Materials and Methods
We report this systematic review and meta-analysis according to the Preferred Reported Items for Systematic Review and Meta-Analyses Statement (PRISMA) [18]. The protocol for this systematic review and meta-analysis was registered in the Prospero database with reference number ID: CRD42020205760 on 9/23/2020 [19].
Eligibility Criteria
We included randomized controlled trials (RCTs) and observational studies that evaluated the use of TEG or ROTEM compared to SOC in guiding transfusion of blood products including fresh frozen plasma (FFP) and platelets, prior to invasive, non-surgical procedures in patients with cirrhosis. Our study population included human subjects ≥ 18 years old with cirrhosis (based on clinical, laboratory, imaging or histological findings). Primary outcomes of interest included number of patients who received FFP or platelets and volume (mL) transfused. Secondary outcomes included post-procedure bleeding, transfusion-related complications, and mortality. We excluded studies that evaluated TEG or ROTEM prior to surgical procedures in patients with cirrhosis. Only full-text articles were included in our final analysis. The population of interest, intervention and comparison arms, as well as outcomes measured (PICO) are described in Supplementary Table 1.
Search Strategy
An experienced health sciences librarian conducted a systematic search of PubMed (NLM), EMBASE (Embase.com), CINAHL Complete (EBSCOhost), Scopus (Elsevier), Web of Science Core Collection (Thomson-Reuters), Cochrane Central Register of Controlled Trials and Cochrane Database of Systematic Reviews (both Wiley), and ClinicalTrials.gov to identify articles up until February 1, 2021 related to the question whether viscoelastic testing reduces the need for blood products pre-procedurally in patients with cirrhosis.

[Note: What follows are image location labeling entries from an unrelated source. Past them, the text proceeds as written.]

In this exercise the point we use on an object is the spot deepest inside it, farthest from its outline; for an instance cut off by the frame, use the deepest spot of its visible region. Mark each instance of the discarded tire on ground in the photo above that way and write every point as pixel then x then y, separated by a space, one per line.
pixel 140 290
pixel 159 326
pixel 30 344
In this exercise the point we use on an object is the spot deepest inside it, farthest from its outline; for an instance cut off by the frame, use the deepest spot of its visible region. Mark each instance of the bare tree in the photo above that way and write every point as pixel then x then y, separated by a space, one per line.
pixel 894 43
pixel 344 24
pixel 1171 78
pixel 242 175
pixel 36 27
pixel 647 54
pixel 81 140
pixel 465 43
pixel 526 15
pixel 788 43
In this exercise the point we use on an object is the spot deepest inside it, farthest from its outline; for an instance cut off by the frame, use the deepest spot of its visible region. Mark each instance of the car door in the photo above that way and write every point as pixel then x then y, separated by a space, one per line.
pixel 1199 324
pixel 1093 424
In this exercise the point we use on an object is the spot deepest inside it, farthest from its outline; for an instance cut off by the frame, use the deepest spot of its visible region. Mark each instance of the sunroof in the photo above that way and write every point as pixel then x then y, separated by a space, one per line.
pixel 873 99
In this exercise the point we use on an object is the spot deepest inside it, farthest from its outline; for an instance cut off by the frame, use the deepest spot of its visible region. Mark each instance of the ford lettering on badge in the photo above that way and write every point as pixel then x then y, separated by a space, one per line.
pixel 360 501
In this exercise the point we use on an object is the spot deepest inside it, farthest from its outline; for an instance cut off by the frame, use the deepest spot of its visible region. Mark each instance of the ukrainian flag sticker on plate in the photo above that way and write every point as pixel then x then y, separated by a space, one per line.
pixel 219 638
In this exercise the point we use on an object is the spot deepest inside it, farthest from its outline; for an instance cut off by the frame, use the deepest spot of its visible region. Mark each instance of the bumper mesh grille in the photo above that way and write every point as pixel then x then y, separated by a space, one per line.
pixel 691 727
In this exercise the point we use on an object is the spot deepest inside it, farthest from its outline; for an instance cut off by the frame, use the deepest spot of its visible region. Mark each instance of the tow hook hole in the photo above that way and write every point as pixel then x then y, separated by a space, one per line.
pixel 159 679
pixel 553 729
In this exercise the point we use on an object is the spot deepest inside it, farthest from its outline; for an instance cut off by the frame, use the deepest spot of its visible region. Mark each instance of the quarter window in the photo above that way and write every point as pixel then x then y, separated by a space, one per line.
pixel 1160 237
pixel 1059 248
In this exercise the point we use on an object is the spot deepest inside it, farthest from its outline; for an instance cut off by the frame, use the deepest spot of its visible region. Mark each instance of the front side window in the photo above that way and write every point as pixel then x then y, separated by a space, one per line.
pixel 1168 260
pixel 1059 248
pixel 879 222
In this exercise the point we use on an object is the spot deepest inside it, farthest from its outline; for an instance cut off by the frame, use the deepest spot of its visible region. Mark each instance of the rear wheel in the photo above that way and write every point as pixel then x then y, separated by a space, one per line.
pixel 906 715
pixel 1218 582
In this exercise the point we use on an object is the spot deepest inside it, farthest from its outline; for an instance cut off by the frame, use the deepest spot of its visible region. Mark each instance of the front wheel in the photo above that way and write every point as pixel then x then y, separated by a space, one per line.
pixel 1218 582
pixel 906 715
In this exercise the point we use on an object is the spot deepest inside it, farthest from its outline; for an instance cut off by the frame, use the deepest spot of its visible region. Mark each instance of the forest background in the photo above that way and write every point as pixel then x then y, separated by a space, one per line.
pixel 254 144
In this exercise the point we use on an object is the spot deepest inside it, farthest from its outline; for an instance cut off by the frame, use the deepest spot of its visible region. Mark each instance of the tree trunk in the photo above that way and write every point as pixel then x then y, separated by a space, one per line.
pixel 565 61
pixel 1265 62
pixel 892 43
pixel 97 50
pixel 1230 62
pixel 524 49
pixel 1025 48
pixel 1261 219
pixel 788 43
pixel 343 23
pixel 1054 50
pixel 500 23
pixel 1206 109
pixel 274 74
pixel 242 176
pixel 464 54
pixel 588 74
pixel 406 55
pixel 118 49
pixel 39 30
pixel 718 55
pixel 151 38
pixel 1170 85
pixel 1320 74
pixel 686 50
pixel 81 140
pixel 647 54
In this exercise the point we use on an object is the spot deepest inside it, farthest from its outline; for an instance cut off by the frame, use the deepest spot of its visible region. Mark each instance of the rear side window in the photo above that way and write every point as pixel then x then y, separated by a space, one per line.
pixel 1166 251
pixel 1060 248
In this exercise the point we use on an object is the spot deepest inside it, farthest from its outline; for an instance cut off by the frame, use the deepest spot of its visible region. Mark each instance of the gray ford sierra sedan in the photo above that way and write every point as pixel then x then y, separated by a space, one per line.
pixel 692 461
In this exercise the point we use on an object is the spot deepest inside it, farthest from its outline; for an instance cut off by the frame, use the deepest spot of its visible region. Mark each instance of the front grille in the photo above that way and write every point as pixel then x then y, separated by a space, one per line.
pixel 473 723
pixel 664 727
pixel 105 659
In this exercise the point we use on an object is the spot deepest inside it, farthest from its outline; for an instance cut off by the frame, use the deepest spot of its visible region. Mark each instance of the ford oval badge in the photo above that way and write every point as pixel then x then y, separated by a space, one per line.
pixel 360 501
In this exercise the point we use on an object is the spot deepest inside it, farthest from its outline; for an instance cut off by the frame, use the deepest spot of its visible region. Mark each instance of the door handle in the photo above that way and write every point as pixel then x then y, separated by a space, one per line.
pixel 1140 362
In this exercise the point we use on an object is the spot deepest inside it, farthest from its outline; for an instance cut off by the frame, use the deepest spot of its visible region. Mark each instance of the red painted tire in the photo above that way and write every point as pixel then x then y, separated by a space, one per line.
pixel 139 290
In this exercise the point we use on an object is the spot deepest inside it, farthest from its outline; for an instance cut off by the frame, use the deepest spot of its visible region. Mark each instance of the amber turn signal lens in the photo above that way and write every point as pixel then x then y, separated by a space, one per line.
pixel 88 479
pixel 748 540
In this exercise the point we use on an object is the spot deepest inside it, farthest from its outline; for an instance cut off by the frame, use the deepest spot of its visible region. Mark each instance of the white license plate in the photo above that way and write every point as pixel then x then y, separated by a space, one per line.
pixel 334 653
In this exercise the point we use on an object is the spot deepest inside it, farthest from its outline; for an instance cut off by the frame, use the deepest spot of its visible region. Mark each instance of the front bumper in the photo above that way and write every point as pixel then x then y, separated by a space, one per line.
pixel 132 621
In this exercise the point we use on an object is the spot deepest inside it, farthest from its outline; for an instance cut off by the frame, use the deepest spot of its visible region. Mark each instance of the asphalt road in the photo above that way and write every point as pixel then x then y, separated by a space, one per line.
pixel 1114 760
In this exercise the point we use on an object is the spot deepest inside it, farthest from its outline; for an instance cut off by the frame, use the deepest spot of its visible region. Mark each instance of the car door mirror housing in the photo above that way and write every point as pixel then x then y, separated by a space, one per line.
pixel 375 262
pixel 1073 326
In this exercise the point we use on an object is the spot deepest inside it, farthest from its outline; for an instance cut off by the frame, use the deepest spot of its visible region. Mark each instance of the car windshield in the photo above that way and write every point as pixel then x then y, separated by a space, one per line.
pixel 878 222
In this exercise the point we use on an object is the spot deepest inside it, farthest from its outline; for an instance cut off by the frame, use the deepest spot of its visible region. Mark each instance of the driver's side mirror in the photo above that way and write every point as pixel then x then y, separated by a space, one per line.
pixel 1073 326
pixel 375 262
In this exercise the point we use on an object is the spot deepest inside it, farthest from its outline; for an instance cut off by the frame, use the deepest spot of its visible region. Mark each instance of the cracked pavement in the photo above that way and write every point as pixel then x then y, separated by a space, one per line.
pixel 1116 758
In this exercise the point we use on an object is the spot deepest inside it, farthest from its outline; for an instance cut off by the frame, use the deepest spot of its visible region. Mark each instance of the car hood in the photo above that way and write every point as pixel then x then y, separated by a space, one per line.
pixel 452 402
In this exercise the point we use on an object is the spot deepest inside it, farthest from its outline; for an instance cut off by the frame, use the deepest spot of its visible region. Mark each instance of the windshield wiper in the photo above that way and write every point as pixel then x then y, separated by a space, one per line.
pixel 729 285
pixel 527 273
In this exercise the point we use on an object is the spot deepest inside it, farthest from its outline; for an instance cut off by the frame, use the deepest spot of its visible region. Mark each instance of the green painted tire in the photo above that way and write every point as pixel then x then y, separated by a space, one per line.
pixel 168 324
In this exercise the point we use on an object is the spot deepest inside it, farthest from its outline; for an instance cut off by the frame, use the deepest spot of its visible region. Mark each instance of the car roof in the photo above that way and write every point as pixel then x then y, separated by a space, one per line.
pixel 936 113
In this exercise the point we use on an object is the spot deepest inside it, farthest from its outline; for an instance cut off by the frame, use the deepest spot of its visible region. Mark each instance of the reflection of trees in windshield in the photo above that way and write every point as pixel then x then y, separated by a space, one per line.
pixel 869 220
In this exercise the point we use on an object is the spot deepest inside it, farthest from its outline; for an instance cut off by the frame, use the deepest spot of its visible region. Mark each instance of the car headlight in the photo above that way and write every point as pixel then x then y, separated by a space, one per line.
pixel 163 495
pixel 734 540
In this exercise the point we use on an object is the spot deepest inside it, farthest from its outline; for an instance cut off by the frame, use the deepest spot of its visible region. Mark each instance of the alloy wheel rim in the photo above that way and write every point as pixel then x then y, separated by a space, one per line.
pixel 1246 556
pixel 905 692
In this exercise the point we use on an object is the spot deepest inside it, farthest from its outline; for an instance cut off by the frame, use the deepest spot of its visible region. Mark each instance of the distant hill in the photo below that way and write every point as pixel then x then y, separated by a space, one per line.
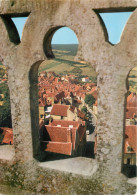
pixel 64 61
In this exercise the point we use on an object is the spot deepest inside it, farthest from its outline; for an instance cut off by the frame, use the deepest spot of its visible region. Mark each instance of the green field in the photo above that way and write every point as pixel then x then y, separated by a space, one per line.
pixel 64 61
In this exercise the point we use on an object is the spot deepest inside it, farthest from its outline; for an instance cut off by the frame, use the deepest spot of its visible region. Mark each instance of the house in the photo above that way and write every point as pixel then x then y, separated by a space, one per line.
pixel 130 149
pixel 6 135
pixel 64 137
pixel 66 112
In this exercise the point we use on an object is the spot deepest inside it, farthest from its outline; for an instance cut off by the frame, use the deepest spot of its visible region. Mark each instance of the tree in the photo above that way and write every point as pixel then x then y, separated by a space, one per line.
pixel 90 100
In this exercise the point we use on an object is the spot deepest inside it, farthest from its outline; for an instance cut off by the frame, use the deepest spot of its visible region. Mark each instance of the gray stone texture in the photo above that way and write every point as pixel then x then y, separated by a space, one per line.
pixel 112 64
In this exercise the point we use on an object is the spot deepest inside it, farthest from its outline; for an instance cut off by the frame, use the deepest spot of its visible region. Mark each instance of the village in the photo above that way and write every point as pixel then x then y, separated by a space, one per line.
pixel 68 117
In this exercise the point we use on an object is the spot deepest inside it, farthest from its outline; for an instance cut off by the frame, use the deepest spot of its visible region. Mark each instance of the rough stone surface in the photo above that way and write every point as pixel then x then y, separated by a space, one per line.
pixel 112 64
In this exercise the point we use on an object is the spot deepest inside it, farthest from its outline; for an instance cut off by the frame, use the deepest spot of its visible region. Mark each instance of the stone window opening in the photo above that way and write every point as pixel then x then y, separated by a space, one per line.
pixel 6 131
pixel 130 126
pixel 52 53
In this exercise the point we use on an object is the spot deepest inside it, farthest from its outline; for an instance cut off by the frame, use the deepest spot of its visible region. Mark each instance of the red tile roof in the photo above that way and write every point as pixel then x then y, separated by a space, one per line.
pixel 8 135
pixel 132 100
pixel 130 112
pixel 131 138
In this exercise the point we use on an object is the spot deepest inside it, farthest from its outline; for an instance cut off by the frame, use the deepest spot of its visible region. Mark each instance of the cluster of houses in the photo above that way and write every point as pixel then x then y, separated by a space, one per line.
pixel 63 124
pixel 60 104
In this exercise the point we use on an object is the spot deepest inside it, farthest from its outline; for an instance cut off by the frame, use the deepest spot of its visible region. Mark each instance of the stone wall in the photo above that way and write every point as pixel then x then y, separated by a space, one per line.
pixel 112 65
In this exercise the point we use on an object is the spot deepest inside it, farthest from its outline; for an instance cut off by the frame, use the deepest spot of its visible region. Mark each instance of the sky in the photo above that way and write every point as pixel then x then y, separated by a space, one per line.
pixel 114 22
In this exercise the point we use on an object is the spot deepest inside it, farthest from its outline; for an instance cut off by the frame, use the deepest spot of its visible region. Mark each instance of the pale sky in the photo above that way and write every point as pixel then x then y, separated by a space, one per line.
pixel 114 22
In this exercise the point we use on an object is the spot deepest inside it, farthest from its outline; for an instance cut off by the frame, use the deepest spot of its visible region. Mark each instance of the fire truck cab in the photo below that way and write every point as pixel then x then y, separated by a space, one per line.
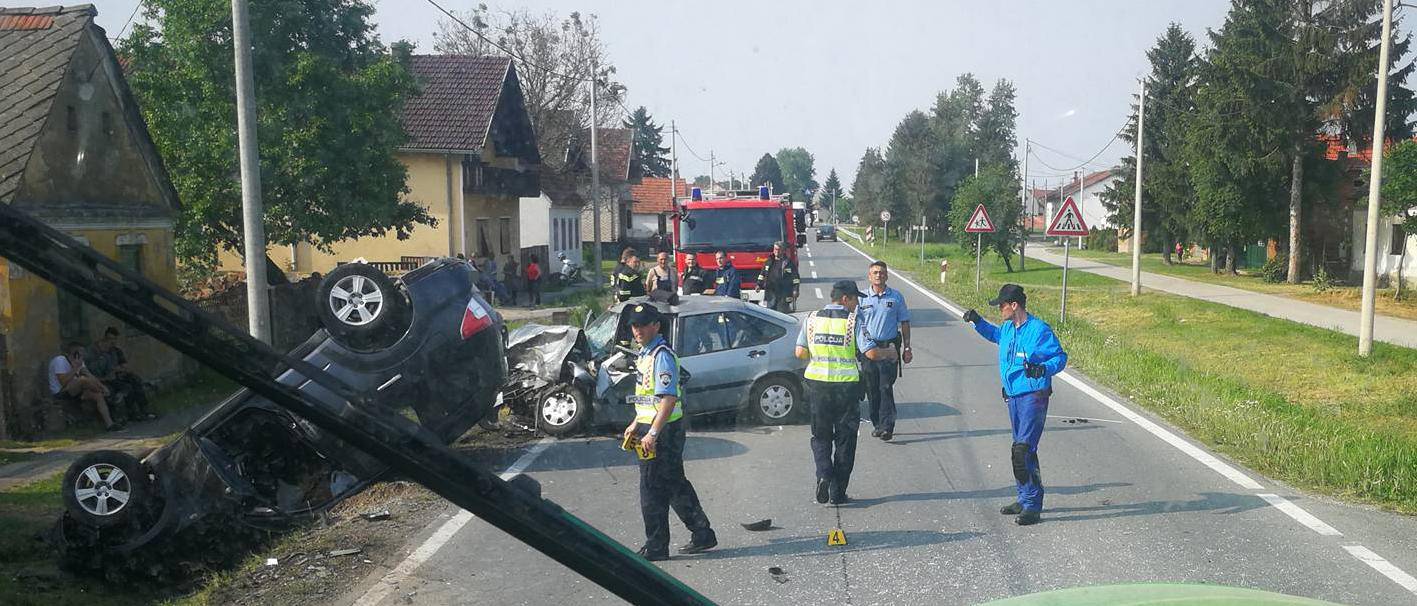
pixel 744 224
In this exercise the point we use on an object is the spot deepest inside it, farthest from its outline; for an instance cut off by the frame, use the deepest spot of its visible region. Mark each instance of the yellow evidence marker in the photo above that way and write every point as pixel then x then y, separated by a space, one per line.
pixel 632 443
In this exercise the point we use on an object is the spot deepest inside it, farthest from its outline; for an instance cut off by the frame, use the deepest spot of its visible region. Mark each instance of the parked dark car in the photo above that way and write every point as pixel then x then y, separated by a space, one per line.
pixel 738 357
pixel 427 346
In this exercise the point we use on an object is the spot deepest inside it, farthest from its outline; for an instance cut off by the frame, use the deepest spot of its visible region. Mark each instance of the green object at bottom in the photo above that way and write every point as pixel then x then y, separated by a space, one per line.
pixel 1158 593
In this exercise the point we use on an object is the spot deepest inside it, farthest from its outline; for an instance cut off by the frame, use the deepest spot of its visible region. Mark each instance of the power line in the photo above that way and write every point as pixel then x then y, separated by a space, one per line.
pixel 524 61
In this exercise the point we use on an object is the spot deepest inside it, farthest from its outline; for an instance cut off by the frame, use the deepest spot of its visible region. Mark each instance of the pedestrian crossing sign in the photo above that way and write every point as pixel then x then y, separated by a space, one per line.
pixel 979 223
pixel 1069 221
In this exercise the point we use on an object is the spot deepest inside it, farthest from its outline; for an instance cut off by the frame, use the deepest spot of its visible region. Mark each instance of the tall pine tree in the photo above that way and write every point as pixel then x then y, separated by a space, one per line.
pixel 1166 194
pixel 649 159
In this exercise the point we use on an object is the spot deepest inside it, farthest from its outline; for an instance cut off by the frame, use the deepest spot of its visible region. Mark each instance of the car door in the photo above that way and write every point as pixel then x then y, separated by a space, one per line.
pixel 704 351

Search terms included Medical Subject Headings (MeSH), and keywords (tagged as title/abstract) in PubMed, and translated to other databases using the Systematic Review Accelerator Polyglot tool and the searcher’s discretion. Cited reference searching using six sentinel articles was conducted in Scopus to find articles that might have been missed because they were not indexed. To reduce bias, no filters were used. To reduce publication bias, both published (i.e., peer reviewed papers) as well as unpublished studies were considered in our initial search. To reduce language bias, abstracts of articles in languages other than English were evaluated during the screening process. Findings are reported according to the Preferred Reporting Items for Systematic Reviews and Meta-Analyses (PRISMA) statement, elaboration, and explanation [18].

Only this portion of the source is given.